Despite its high ranking, Seattle is not alone in its tax burden. Many other cities across the U.S. struggle with high sales tax rates as local governments look for ways to raise revenue amid rising costs and budget constraints. However, Seattle’s unique economic landscape – characterized by a booming tech industry, rapid population growth and rising property values - means the impact of this tax is felt differently than in other cities.
The semi-annual report presents the combined state and local sales tax rates in large U.S. cities, defined as census-designated incorporated places with over 200,000 residents.
The report states: “Chicago, Illinois, and Long Beach, Fremont and Oakland, California, are tied for the third-highest level among major cities at 10.25 percent.

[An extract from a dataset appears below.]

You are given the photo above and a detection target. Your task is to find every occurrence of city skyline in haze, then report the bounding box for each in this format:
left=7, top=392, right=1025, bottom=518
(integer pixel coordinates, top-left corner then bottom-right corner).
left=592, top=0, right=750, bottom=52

Until 2021, Chicago and Long Beach’s 10.25 percent (Fremont and Oakland had not yet joined them) was the highest in the country.”
News of Seattle’s ranking could spark a debate about the city’s tax policy. Critics could argue that the high sales tax disproportionately affects low-income residents and could hinder economic growth as businesses and consumers move away. Alternatives, such as a city income tax or higher property taxes, could be fairer ways to raise revenue.
But supporters of the current tax structure say the VAT is an important source of revenue to fund critical public services such as transportation, public safety and social services. They add that any reduction in the VAT could lead to cuts in these important areas.